In contrast, the abbreviated approval process provided under H.R. 1427 would authorize FDA to use innovator data to approve a chemically non-identical albeit "biosimilar" FOB, which could then compete with the innovator product. This could open the door for FOB producers to design around an innovator's patents, thus avoiding infringement, while maintaining sufficient biosimilarity to the innovator’s product to benefit from the abbreviated approval process. Ultimately, the effectiveness of patent protection in protecting biologics will depend on factors such as the scope of patent claim coverage afforded patents relating to biologics and the criteria applied by FDA to determine how close an FOB has to be to an innovator product in order to be classified as sufficiently biosimilar to take advantage of the abbreviated approval process. My previous study of human gene patent litigation identified numerous instances in which the manufacturer of a competing biologic successfully designed around the innovator's patents. Recent decisions in the courts, including Kubin and Bilski, and the PTO’s recent trend toward limiting biotechnology claim scope by a more stringent application of the Eli Lilly written description requirement (as exemplified by the Board of Patent Appeals and Interfences decision in Kubin), could adversely affect the ability of innovators to obtain adequate patent protection for some biologic inventions. In any event, there is little to suggest that patents are too strong in the area of biologics.

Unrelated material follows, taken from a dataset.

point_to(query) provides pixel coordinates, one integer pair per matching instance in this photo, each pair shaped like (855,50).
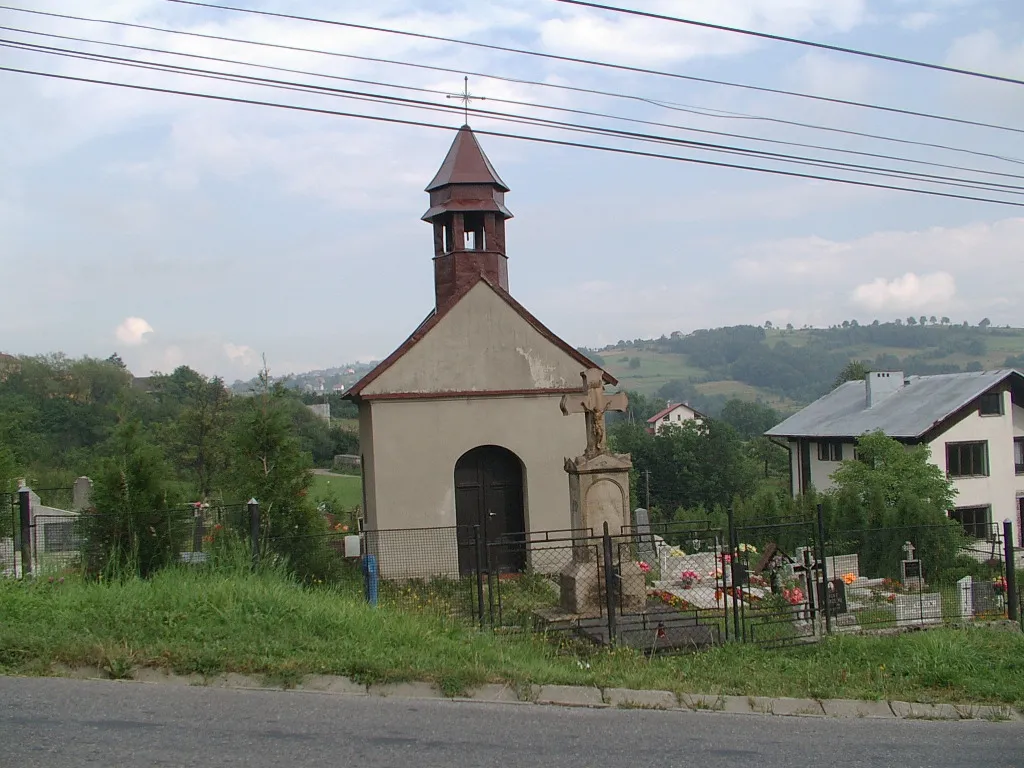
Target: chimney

H.R. 1427 completely undermines any assumption that strong patent protection will be available to incentivize biologic innovation by substantially weakening the patent rights of biologic innovators, at the same time it dramatically reduces the period of data exclusivity. The patent weakening provisions of H.R. 1427, which specifically target biologic innovators, come in the guise of a pre-approval patent resolution process.

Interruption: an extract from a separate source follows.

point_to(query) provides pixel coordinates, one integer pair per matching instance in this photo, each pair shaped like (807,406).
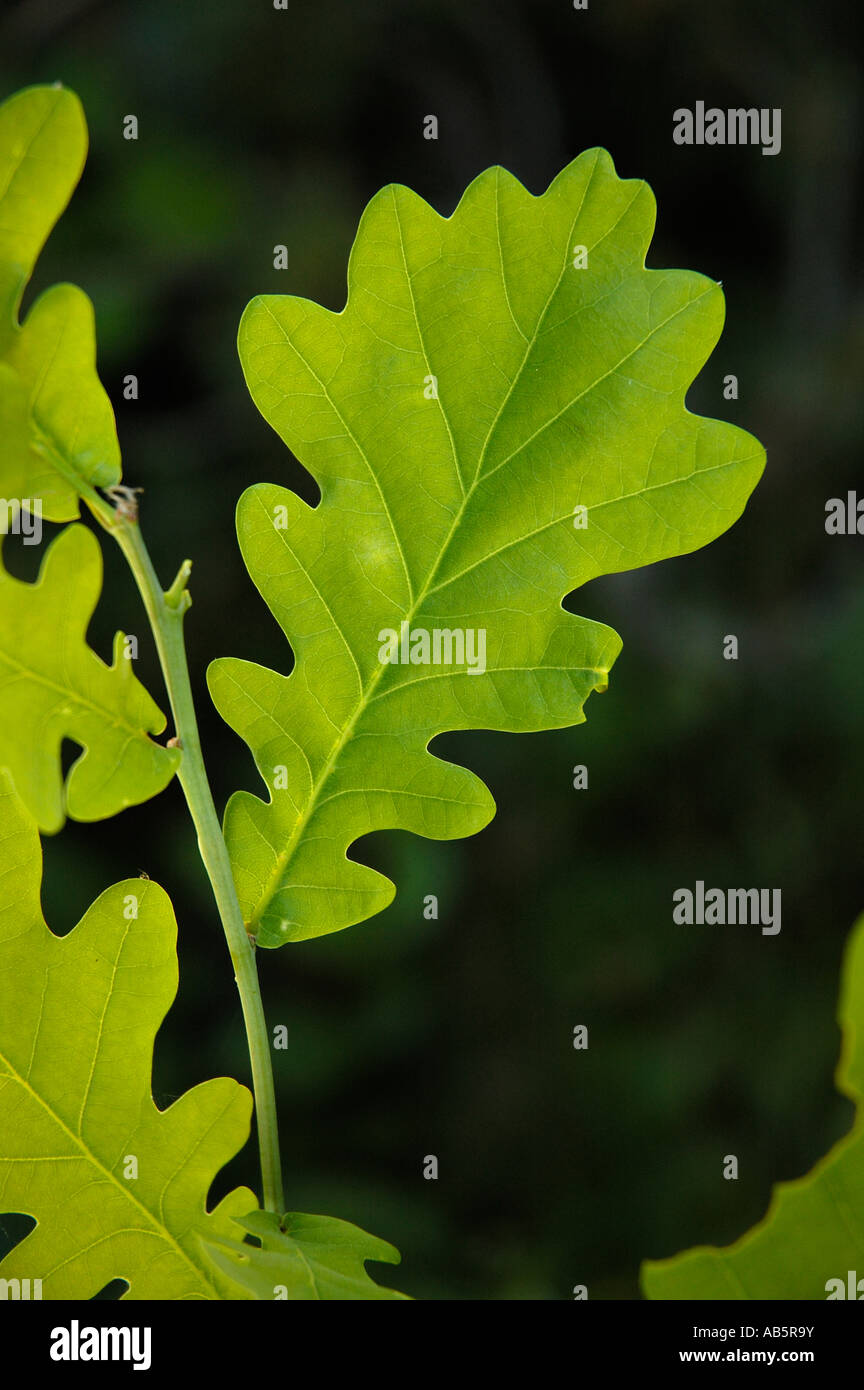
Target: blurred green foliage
(453,1037)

Before delving into the specifics of H.R. 1427, it will be useful by way of contrast to review the pre-approval patent resolution process provided under Hatch Waxman for conventional drugs in order to better appreciate the punitive nature of the H.R. 1427 process.
The patent provisions of Hatch Waxman balance interests of generic companies and innovators
Hatch Waxman created a pre-approval patent resolution process that encourages litigation of infringement issues prior to the grant of marketing approval to a generic drug. Generic market entry prior to resolution of patent infringement issues is often referred to as "at risk,” and for good reason. If a generic company enters the market and is subsequently found to be infringing a valid patent, the company could be liable for lost profit damages far exceeding any profits it could derive from selling the generic drug. If the innovator prevails, on the other hand, the generic company might not have the financial resources to provide adequate compensation. And once consumers (or, more often, the insurance company or governmental agency that pays the bills) would accustomed to paying a lower price for the drug, innovator might be unable to demand the same price for its product even after the generic is forced to exit the market. Thus, both sides can benefit from litigating disputed patents prior to at risk market entry.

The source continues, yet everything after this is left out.